Amino acids were also measured in DIO rats. BCAAs in the DIO rats were elevated 15–66% as follows for lean vs obese: Ile, 51 ± 3 vs 77 ± 3 μM (p<0.001); Leu, 136 ± 7 vs 157 ± 4 μM (p<0.05); Val, 124 ± 6 vs 206 ± 9 μM (p<0.001). Phenylalanine was unaltered (75 ± 3 vs 73 ± 2 μM, N.S.). Alloisoleucine was not changed by obesity in DIO rats (Fig 2B), in contrast to Zuckers (Fig 2A). A model reiterating why alloisoleucine may be elevated in obese Zucker but not DIO rats is shown in Fig 2C.

Discussion

In this paper, we have shown that the BCAA, alloisoleucine, is elevated in obese Zucker rats but not DIO rats. While all of the measured alloisoleucine concentrations in plasma from obese Zucker rats fell below the 2μM cut off used for MSUD diagnosis [19], some individual values approached that value. Consistent with dogma that elevations in Ile (pool size) without a systematic loss of metabolism do not elevate alloisoleucine [18], DIO rats had elevated Ile but no significant changes in plasma alloisoleucine.

Most models of obesity, including Zucker and DIO rats exhibit changes in adipose tissue BCAA metabolism [5,7]. In obese Zucker rats BCKDC impairments extend to other peripheral tissues [7-9], whereas in DIO rats, while BCKDC is impaired in fat, hepatic BCKDC activity is greatly increased [6]. The mechanisms underlying these differences are unknown. It is tempting to speculate that alloisoleucine might be able to differentiate these situations in other models and obese individuals. It seems likely that there may be some obese individuals with global versus tissue selective effects on BCKDC because BCKDHA and PPm1K have been identified as type-2 diabetes and/or obesity susceptibility genes [14-16].
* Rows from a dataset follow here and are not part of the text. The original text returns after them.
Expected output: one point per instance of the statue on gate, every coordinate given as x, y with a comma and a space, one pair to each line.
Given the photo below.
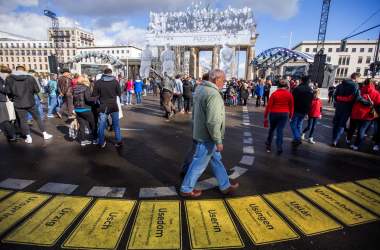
167, 59
146, 61
227, 60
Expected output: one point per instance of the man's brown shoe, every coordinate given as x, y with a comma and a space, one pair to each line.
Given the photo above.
193, 194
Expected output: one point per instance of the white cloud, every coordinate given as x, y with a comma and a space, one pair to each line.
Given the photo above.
9, 5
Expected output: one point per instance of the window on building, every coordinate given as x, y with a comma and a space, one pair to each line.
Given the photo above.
365, 72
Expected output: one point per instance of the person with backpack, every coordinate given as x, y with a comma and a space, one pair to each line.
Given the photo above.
83, 101
22, 87
52, 90
362, 115
314, 114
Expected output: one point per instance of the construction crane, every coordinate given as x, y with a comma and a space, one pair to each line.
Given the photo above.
323, 24
318, 67
54, 60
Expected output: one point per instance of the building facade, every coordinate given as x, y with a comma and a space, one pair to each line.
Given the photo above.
33, 54
356, 58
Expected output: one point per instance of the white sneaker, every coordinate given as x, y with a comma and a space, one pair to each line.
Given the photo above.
47, 136
303, 136
28, 139
353, 147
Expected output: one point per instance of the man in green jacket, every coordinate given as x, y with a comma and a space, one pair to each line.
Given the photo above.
208, 132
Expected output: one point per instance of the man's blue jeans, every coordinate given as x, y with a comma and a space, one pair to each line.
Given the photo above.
39, 108
205, 153
296, 126
138, 97
102, 124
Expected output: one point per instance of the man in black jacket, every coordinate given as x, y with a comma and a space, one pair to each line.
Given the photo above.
22, 87
303, 96
107, 90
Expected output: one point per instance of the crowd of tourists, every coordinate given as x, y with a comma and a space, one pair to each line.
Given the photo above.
356, 111
90, 105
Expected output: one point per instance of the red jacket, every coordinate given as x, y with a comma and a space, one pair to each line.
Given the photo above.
362, 112
316, 108
281, 101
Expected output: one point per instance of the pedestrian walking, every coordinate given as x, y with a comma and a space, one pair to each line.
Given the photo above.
345, 95
52, 90
280, 108
138, 87
315, 113
22, 87
303, 97
6, 115
208, 131
362, 115
107, 90
66, 92
83, 101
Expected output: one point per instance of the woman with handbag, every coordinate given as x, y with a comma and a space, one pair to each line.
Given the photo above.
6, 108
361, 115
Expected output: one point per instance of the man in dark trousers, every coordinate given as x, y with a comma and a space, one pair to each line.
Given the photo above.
303, 96
107, 89
345, 95
22, 87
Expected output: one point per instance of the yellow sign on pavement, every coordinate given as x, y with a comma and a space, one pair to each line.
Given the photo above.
361, 195
4, 193
49, 223
340, 207
157, 226
302, 214
17, 207
260, 221
373, 184
211, 226
102, 226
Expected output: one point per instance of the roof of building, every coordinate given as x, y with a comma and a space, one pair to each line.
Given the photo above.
335, 42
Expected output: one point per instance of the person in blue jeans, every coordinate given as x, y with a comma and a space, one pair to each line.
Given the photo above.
53, 105
208, 132
138, 85
107, 89
303, 96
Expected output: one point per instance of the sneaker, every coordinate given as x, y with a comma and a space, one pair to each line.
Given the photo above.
119, 144
28, 139
85, 143
193, 194
47, 136
231, 189
103, 145
355, 148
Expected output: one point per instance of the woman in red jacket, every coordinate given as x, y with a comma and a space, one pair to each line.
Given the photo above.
361, 115
280, 107
314, 114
Proportionally, the elevation of alloisoleucine in obese Zucker rats was more than that observed for other BCAAs. Thus the signal to noise ratio of alloisoleucine elevations was greater than other BCAAs in Zucker rat obesity and the elevation appeared to be model selective since it did not change in obese DIO rats. Thus measuring alloisoleucine changes may provide a robust and selective marker of partial global impairments in BCKDC associated with certain types of obesity.

A potential limitation of our hypothesis is that the obese Zucker rats we studied tend to avoid diabetes. However on another genetic background, ZDF, the same loss of leptin signaling leads to diabetes. Obese diabetic ZDF rats also have been reported to exhibit BCKDC impairments affecting liver [11]. A similar limitation is that in a small cohort of diabetes patients, alloisoleucine concentrations on average were not different from non-diabetic subjects, however the upper end of values for diabetic subjects were nevertheless very close to the diagnostic cut-off for MSUD used at the time for that older methodology [18].

Further studies are needed to understand the potential pathological significance of global BCKDC impairments versus those restricted to fat and compensated by liver activity changes in different models of obesity. It also remains to be determined whether alloisoleucine is more robust or has a different pattern or selectivity in longitudinal studies compared to the major BCAAs that correlate with or predict obesity co-morbidities.